The Untold Truth About Carbon Offsets: Why Nigeria Must Look Before It Leaps

By Obiabin Onukwugha

Carbon offsetting is a carbon trading mechanism that allows entities surch as governments or businesses to compensate for (i.e. “offset”) their greenhouse gas emissions. It works by supporting projects that reduce, avoid, or remove emissions elsewhere.

It also serves as a license permitting a nation, entity, or individual to generate a defined quantity of carbon emissions. These credits are transferable and can be traded if the allocated emission limit isn’t fully utilized.

The idea of carbon offsets/credits came to bear when global leaders gathered in Paris during the 2015 UN Climate Change Conference (COP21) to endorse the Paris Agreement; an International Energy Treaty grounded in the 1992 United Nations Framework Convention on Climate Change (UNFCCC).

Since then Nigeria, like some other African countries, has taken steps in ratifying the Paris Agreement, including its creation of the Nationally Determined Contributions (NDCs), committing to a 20% emissions reduction below Business as Usual (BUA) levels by 2030.

Carbon trading featured prominently in the last Conference of Parties (COP 28) which held between November 30 to December 12 at Dubai, UAE, with some states in Nigeria securing agreements.in billions of dollars to sell off significant hectares of lands for such deal.

Though it is recognized as a market-driven tool, carbon credits/offsets may be posing more threat to communities. This goes from land grabbing, food shortages, environmental pollution to biodiversity loss.

Incidentally, most states and communities who have indicated interest in giving up their lands for these carbon offsets are not aware of the negative threat of carbon trading. There is also no strong legislation on ground yet to checkmate the activities of carbon trading companies when they eventually commence operations.

Nigeria is already grappling with climate change impacts such as degraded lands, erosion, flooding, food shortages.

It has been established that African countries are least polluters, yet suffer significant impacts of environmental pollution and global warming.

The NCCC has stated that Nigeria’s engagement with carbon markets must be strongly linked to its development priorities contained in its NDCs. But this may not be the case, considering the lack of political will by successive administration in Nigeria to tackle environmental issues.

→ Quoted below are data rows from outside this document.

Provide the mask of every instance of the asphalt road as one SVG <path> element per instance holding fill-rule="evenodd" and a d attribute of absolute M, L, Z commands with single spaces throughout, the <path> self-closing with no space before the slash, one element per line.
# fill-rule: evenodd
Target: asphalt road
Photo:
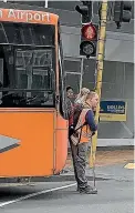
<path fill-rule="evenodd" d="M 76 185 L 66 186 L 73 183 L 48 182 L 34 186 L 0 187 L 0 213 L 134 212 L 133 181 L 97 181 L 97 195 L 81 195 L 75 191 Z M 65 189 L 58 189 L 63 185 Z"/>

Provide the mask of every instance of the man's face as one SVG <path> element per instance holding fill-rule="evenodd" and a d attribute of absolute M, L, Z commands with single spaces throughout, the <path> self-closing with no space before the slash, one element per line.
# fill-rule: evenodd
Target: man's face
<path fill-rule="evenodd" d="M 96 110 L 97 104 L 98 104 L 98 95 L 97 94 L 93 95 L 93 98 L 91 99 L 91 104 L 92 104 L 92 108 L 94 110 Z"/>
<path fill-rule="evenodd" d="M 74 98 L 74 92 L 73 92 L 72 89 L 68 90 L 68 98 L 69 98 L 69 99 Z"/>

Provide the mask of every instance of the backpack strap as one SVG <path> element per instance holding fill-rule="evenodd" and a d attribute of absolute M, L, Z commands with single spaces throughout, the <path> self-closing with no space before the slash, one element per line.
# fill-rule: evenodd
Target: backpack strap
<path fill-rule="evenodd" d="M 82 129 L 84 125 L 86 125 L 86 122 L 84 121 L 83 124 L 82 124 L 82 119 L 85 120 L 85 115 L 86 113 L 89 112 L 90 109 L 83 109 L 81 114 L 80 114 L 80 118 L 79 118 L 79 121 L 77 121 L 77 124 L 76 124 L 76 128 L 75 128 L 75 131 Z"/>

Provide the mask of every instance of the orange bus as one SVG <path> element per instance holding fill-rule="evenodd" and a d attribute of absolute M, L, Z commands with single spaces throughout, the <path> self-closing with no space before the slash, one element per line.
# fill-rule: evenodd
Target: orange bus
<path fill-rule="evenodd" d="M 59 16 L 11 6 L 0 3 L 0 178 L 51 176 L 68 154 Z"/>

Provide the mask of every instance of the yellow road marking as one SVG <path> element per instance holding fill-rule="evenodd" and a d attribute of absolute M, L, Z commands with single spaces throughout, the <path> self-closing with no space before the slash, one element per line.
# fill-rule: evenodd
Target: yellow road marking
<path fill-rule="evenodd" d="M 128 170 L 134 170 L 135 169 L 135 163 L 127 163 L 124 168 L 128 169 Z"/>

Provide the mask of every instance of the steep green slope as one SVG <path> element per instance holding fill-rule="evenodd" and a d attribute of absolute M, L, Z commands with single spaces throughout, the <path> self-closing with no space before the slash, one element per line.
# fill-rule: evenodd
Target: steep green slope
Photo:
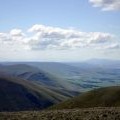
<path fill-rule="evenodd" d="M 88 107 L 118 107 L 120 106 L 120 86 L 95 89 L 81 94 L 50 109 L 73 109 Z"/>
<path fill-rule="evenodd" d="M 43 109 L 65 99 L 41 85 L 0 73 L 0 111 Z"/>

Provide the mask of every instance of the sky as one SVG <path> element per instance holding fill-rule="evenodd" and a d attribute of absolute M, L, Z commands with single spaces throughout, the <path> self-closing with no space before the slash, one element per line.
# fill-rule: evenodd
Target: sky
<path fill-rule="evenodd" d="M 0 61 L 120 60 L 120 0 L 0 0 Z"/>

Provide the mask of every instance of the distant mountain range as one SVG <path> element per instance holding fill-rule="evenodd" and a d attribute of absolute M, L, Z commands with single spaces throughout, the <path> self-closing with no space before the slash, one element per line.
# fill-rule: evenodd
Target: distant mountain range
<path fill-rule="evenodd" d="M 0 111 L 44 109 L 89 90 L 119 85 L 119 61 L 1 62 Z"/>

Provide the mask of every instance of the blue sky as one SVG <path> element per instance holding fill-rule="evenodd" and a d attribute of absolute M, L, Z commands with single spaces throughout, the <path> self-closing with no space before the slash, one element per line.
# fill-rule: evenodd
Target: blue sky
<path fill-rule="evenodd" d="M 119 0 L 0 0 L 1 61 L 120 59 L 119 33 Z"/>

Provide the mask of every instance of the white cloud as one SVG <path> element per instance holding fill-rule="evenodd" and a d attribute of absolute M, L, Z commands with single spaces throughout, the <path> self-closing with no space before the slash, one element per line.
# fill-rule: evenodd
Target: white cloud
<path fill-rule="evenodd" d="M 81 32 L 45 25 L 33 25 L 27 32 L 25 34 L 20 29 L 13 29 L 9 33 L 0 33 L 0 44 L 3 46 L 7 44 L 14 49 L 29 50 L 117 49 L 118 47 L 115 47 L 115 44 L 119 46 L 114 35 L 110 33 Z"/>
<path fill-rule="evenodd" d="M 101 7 L 103 11 L 120 10 L 120 0 L 89 0 L 94 7 Z"/>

For instance, companies have continued to flare gas unabated. This is despite the provisions of Section 104 the Petroleum Industry Act that “criminalizes the act of gas flaring by any licensee, lessee or marginal field operator, except in three instances which include cases of emergency, exemption from the Nigerian Upstream Petroleum Regulatory Commission and when it is considered acceptable as a safety practice….”

Worse still, the Nigerian government is not able to collect billions of Nigeria fines as penalties from the IOCs for flaring gas in violation of the law.

In all this, oil companies host communities have continued to suffer while the oil companies rip them of their natural livelihood and walk away in the name.of.divestment.

It is with this development that environmentalists have continued to reach raise concerns on carbon trading/offsets.

In a post titled; “The False Arithmetic Of Carbon Offset’, renowned environmental activist, Dr. Nnimmo Bassey posited that polluters cannot continue to release carbons into the atmosphere with carbon offsets.

According to Bassey, carbon offsetting simply means a polluter continues to release carbon dioxide and other greenhouse gases into the atmosphere but buys a permit that says that an equivalent amount of pollutants are being absorbed or captured by means and at another location.

He noted that these projects can include tree planting, renewable energy initiatives, energy efficiency projects or carbon capture and storage facilities, but described carbon offset/credit as false climate solutions.

Bassey, who is the Executive Director, Health of Mother Earth Foundation, HOMEF, the conversion of lands meant for food production to carbon offser poses a threat to livelihood of local.communities who depend on land for survival.

“”It is a false balancing out of carbon pollution by supposing that nature and forest dependent communities would bear the burden of the polluters’ ecological misbehavior.

“It is a patently false climate solution. Nature does not operate on the supposition of carbon arithmetic.

“A climate non-solution that clears the conscience of polluting corporations and nations and empowers them on pathways that harm the climate. Carbon offsetting allows carbon colonialism and even carbon slavery,” he said.

On the disturbing displacement of forests dependent local communities, Bassey said: “The encouragement of land conversion from food production to carbon farming. These projects require huge swathes of lands leading to displacement, and disrupting the livelihood of those dependent on it.”

He added that: “For a truly sustainable future, we must go beyond band-aid solutions like carbon offsetting any where in the world.”

It has been established that African countries are least polluters, yet suffer significant impacts of environmental pollution and global warming.

Nigeria must therefore look beyond the immediate gains of carbon trading in order to save the negative impact of such tradition on future generations, especially in the local communities.

The NCCC must keep greed aside and carry out adequate sensitisation on states engaging in carbon trading. In all, Nigeria must look before it leaps. As they say, “Not all that glitter is gold.”